Lundi, les syndicats représentant environ la moitié de ceux qui sont syndiqués à la CSN avaient voté en faveur de la grève, avec des services essentiels moindres.

Ils avaient déjà obtenu des mandats de grève en vue d’un débrayage qui devait être déclenché à la mi-décembre dernier. Mais à la dernière minute, juste avant de discuter des services essentiels devant le tribunal, les syndicats de la CSN avaient changé de stratégie et décidé de sonder de nouveau leurs membres sur la grève, mais en offrant moins de services essentiels que prévu. C’est donc sur ce nouveau mandat que les membres sont présentement consultés.

Le coup de sonde doit être terminé avant le 20 janvier, a précisé au cours d’une entrevue avec La Presse canadienne Jean Gagnon, représentant du secteur préhospitalier à la Fédération de la santé et des services sociaux de la CSN.

Et jusqu’ici, ce sont des mandats «aussi forts» que ceux qui avaient été obtenus en proposant davantage de services essentiels, a souligné M. Gagnon.

Les conventions collectives sont échues depuis le 31 mars 2015. «On arrive bientôt à deux ans de la négociation. Alors, la seule option qui se présente devant nous est d’exercer une grève traditionnelle. Alors, les gens sont prêts à le faire, parce qu’on est rendu là», a commenté M. Gagnon.

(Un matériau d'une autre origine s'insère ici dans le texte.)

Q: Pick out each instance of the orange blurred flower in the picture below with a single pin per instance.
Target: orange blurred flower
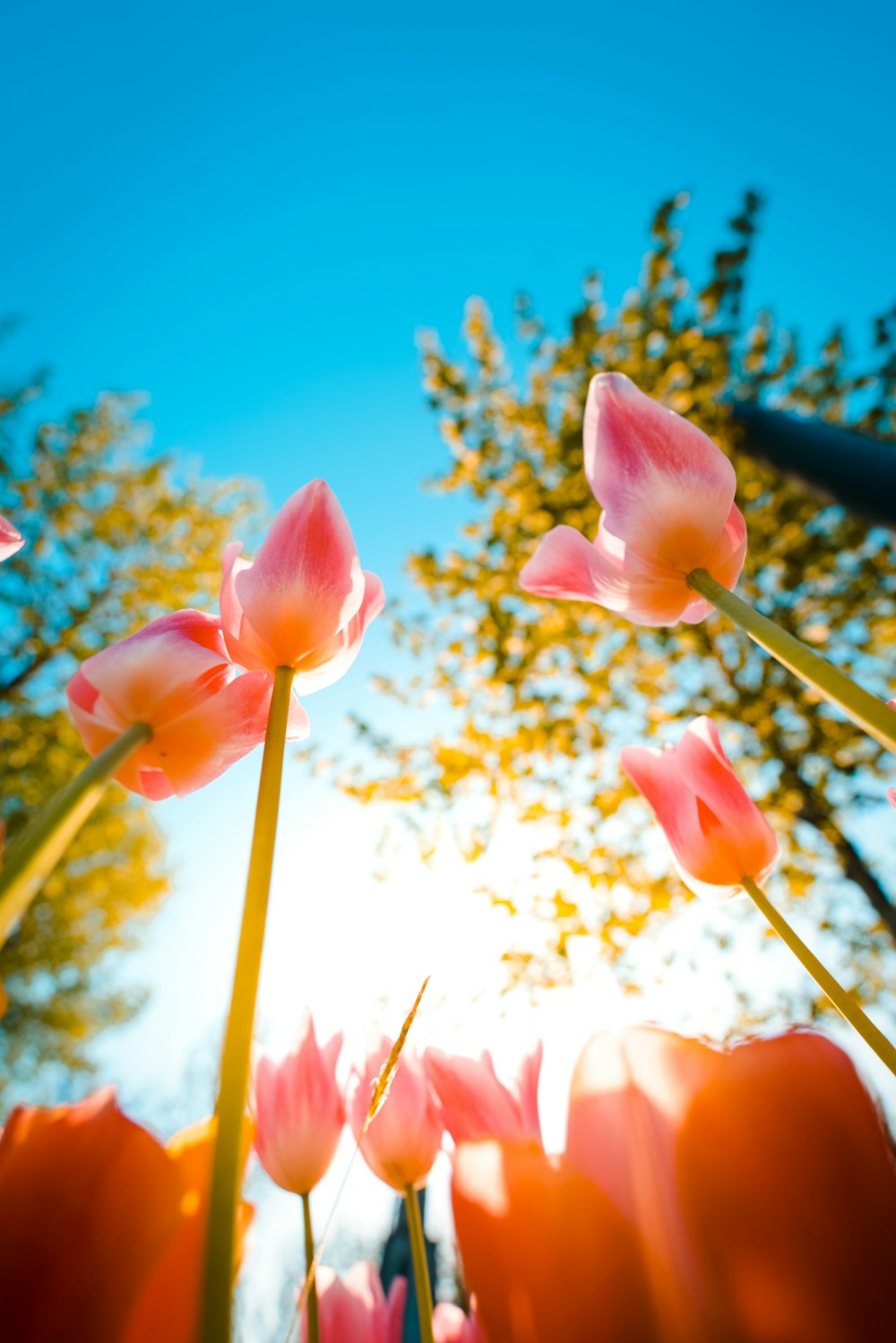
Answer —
(743, 1195)
(102, 1227)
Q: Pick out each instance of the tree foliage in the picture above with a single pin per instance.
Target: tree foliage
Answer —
(116, 535)
(541, 694)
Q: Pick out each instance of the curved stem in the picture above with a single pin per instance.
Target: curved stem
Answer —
(421, 1267)
(869, 713)
(238, 1037)
(311, 1276)
(847, 1006)
(32, 856)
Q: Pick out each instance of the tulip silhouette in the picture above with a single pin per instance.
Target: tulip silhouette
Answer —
(743, 1195)
(474, 1101)
(716, 831)
(174, 676)
(668, 495)
(306, 602)
(298, 1112)
(11, 540)
(355, 1307)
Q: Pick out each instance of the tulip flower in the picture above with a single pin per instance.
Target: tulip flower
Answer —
(300, 613)
(298, 1112)
(102, 1227)
(11, 540)
(452, 1326)
(745, 1194)
(405, 1136)
(668, 497)
(476, 1104)
(401, 1143)
(175, 677)
(306, 602)
(716, 831)
(721, 845)
(357, 1308)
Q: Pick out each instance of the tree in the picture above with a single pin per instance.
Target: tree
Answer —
(541, 694)
(116, 535)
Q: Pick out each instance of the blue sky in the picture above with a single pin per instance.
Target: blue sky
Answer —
(250, 211)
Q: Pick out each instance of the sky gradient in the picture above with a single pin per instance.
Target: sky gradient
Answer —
(252, 211)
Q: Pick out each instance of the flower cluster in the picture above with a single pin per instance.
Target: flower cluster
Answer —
(304, 603)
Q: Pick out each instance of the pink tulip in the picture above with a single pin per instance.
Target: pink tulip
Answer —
(405, 1136)
(452, 1326)
(175, 676)
(306, 602)
(11, 540)
(745, 1195)
(477, 1104)
(355, 1308)
(716, 831)
(298, 1112)
(668, 495)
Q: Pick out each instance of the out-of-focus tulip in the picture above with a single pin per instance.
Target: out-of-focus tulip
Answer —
(357, 1308)
(11, 540)
(452, 1326)
(306, 600)
(101, 1227)
(169, 1303)
(405, 1136)
(175, 676)
(716, 831)
(745, 1194)
(474, 1101)
(668, 495)
(298, 1112)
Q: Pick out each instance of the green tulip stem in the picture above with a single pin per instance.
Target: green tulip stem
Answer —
(218, 1287)
(311, 1273)
(869, 713)
(421, 1267)
(847, 1006)
(32, 856)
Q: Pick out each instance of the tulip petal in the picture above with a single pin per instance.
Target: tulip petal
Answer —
(11, 538)
(89, 1202)
(405, 1136)
(306, 581)
(707, 772)
(665, 486)
(298, 1112)
(199, 747)
(476, 1104)
(788, 1186)
(629, 1095)
(333, 659)
(700, 856)
(355, 1307)
(546, 1252)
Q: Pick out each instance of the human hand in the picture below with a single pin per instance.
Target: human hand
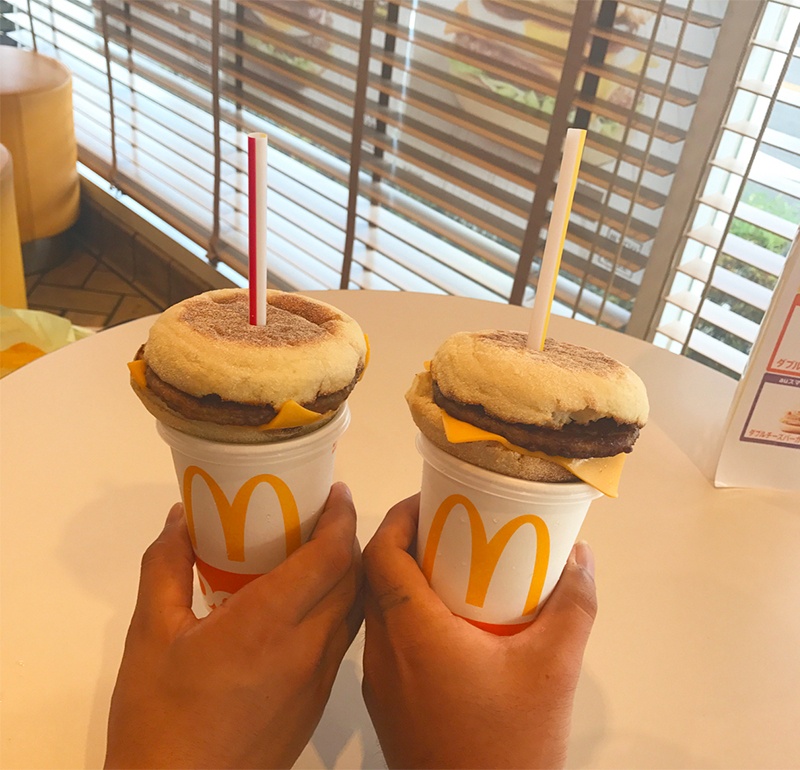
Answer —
(443, 693)
(246, 685)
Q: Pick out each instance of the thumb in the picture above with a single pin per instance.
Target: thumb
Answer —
(568, 615)
(166, 579)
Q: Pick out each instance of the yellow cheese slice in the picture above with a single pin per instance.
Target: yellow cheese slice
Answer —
(292, 415)
(18, 355)
(137, 372)
(602, 473)
(366, 358)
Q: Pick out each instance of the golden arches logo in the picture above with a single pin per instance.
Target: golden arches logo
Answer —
(233, 515)
(486, 553)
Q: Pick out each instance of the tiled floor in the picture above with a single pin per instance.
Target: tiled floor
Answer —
(87, 292)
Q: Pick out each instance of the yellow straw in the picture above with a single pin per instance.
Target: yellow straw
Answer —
(556, 235)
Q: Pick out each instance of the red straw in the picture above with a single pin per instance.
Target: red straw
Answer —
(257, 220)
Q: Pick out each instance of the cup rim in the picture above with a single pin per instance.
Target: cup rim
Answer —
(498, 484)
(201, 447)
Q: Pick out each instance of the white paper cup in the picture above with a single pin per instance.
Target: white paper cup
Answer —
(249, 506)
(493, 547)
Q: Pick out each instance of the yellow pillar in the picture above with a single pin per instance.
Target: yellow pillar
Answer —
(12, 279)
(36, 125)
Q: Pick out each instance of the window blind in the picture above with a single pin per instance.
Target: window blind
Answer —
(747, 210)
(414, 144)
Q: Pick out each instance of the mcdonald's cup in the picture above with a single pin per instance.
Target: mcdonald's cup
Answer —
(248, 506)
(492, 546)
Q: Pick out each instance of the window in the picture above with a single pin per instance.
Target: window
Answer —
(415, 144)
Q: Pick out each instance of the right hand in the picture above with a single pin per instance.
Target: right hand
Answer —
(443, 693)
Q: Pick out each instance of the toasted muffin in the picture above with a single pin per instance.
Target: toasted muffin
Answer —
(566, 401)
(211, 373)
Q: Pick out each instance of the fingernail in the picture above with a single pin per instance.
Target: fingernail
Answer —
(584, 556)
(344, 489)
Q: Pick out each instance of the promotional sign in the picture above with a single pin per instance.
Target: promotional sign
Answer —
(762, 440)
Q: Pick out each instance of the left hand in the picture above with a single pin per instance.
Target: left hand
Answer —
(246, 685)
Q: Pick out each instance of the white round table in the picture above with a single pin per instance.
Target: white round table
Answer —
(694, 661)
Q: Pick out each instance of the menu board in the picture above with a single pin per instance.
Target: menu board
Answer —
(762, 441)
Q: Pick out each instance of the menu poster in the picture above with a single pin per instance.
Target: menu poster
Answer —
(761, 447)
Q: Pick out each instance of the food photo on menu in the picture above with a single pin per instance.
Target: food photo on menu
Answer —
(420, 386)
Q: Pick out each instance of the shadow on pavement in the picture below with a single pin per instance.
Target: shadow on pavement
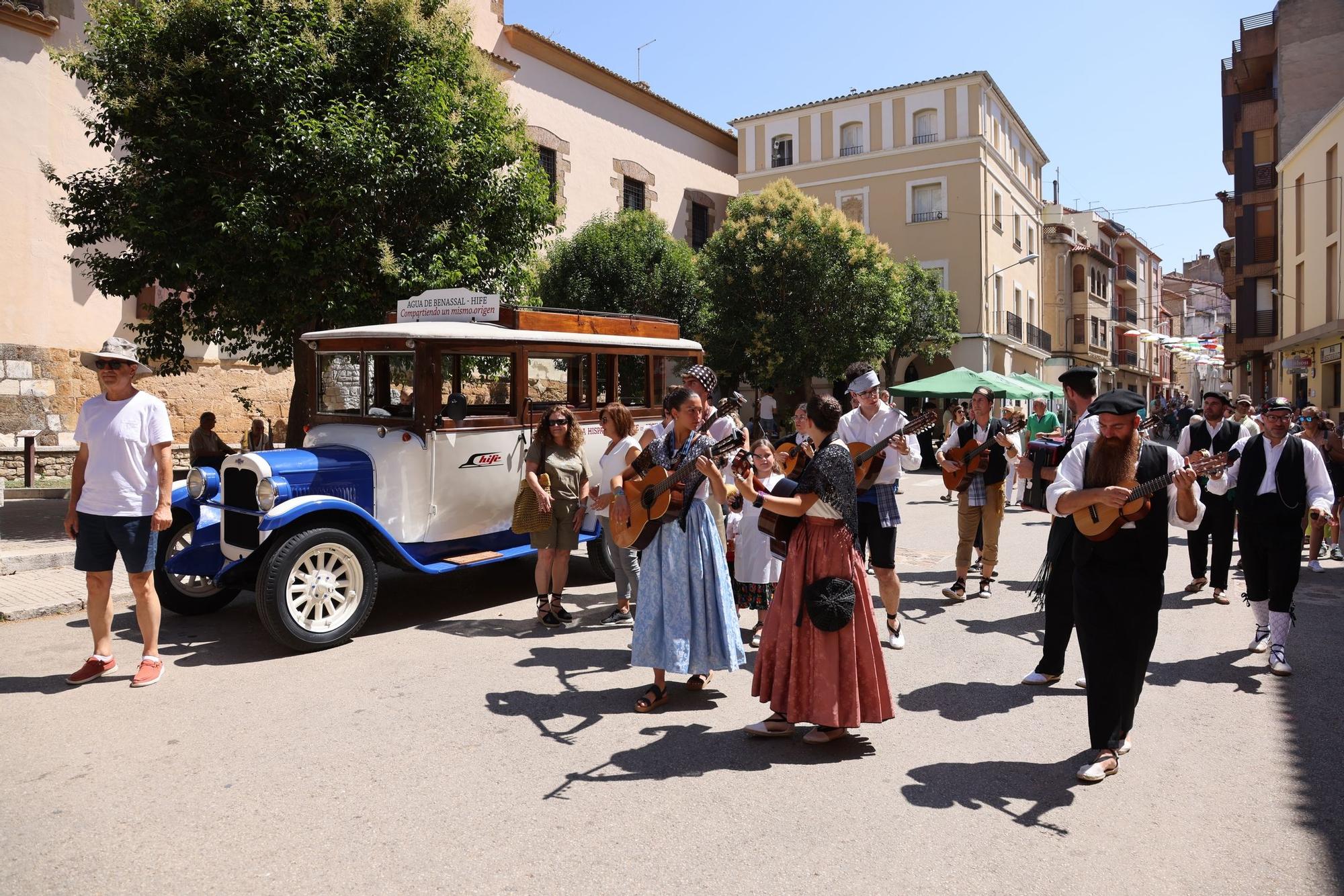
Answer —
(975, 699)
(693, 752)
(995, 785)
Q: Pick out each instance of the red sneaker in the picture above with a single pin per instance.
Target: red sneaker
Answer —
(150, 672)
(92, 670)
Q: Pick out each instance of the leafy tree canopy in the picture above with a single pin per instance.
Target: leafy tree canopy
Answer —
(795, 289)
(288, 166)
(623, 263)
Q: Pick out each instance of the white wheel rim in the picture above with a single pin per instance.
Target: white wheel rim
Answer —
(325, 588)
(194, 586)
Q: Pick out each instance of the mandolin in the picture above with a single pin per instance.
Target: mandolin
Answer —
(974, 459)
(1100, 522)
(869, 459)
(655, 499)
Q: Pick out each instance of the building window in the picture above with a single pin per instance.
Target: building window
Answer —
(851, 139)
(548, 156)
(927, 127)
(700, 225)
(632, 194)
(927, 204)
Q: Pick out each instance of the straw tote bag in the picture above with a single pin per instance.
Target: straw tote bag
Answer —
(529, 517)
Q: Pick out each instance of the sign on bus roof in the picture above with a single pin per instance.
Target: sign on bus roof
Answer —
(450, 306)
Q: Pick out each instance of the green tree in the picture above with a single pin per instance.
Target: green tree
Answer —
(623, 263)
(283, 167)
(932, 323)
(795, 289)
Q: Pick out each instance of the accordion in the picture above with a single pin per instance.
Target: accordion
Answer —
(1042, 453)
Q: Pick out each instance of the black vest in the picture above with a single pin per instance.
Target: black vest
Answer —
(1226, 439)
(1144, 547)
(998, 469)
(1290, 482)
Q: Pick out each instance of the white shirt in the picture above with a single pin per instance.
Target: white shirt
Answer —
(753, 561)
(1183, 443)
(1319, 491)
(122, 478)
(1070, 476)
(614, 463)
(885, 424)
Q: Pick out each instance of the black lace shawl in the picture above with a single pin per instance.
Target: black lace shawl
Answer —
(662, 453)
(830, 476)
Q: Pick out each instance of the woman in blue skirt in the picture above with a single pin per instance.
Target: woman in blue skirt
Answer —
(687, 623)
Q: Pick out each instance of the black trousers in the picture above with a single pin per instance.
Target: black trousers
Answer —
(1116, 613)
(1272, 554)
(1060, 616)
(1220, 521)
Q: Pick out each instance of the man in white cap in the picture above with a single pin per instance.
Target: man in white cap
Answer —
(120, 502)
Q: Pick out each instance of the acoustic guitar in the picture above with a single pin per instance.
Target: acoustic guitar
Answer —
(1100, 522)
(974, 459)
(655, 498)
(869, 459)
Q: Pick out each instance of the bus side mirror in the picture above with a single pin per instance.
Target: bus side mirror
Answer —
(456, 408)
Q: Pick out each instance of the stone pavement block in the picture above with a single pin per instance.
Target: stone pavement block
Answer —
(42, 593)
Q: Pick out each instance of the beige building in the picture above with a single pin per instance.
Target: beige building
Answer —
(1311, 319)
(943, 171)
(607, 142)
(1103, 296)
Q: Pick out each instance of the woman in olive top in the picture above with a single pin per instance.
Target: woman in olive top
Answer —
(561, 440)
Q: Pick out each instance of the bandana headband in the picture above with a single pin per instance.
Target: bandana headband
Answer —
(865, 384)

Les points en litige portent sur les salaires, l’organisation du travail, la retraite progressive, les horaires de faction, la charge de travail et les questions de santé et sécurité au travail.

M. Gagnon précise que des négociations ont toujours cours avec Urgences-Santé, mais elles ne sont guère avancées. Mais du côté de la Corporation des services d’ambulance, qui regroupe la grande majorité des employeurs à l’extérieur de la métropole, il n’y a pas de séance de négociation prévue, mais, au contraire, les questions normatives ont été négociées.

Le ministère de la Santé et des Services sociaux s’est retiré des tables de négociation et a délégué son pouvoir de négociation aux entreprises ambulancières, avec une enveloppe budgétaire en conséquence. Toutefois, selon la Corporation des services d’ambulance, ces entreprises ne connaissent pas la totalité du budget dont elles disposeront pour toute la durée des conventions collectives — ce qui nuit à leur capacité de négocier.

Les syndicats demandent d’ailleurs au ministère de se réengager dans la négociation, ce que celui-ci refuse de faire.

La Fraternité des travailleurs du préhospitalier, section locale 592 de la FTQ, représente quelque 1000 ambulanciers dans plusieurs régions du Québec. La FSSS-CSN en représente 3600; il s’agit d’ambulanciers paramédicaux, de répartiteurs et d’employés de soutien, notamment au sein d’Urgences-Santé qui dessert Montréal et Laval.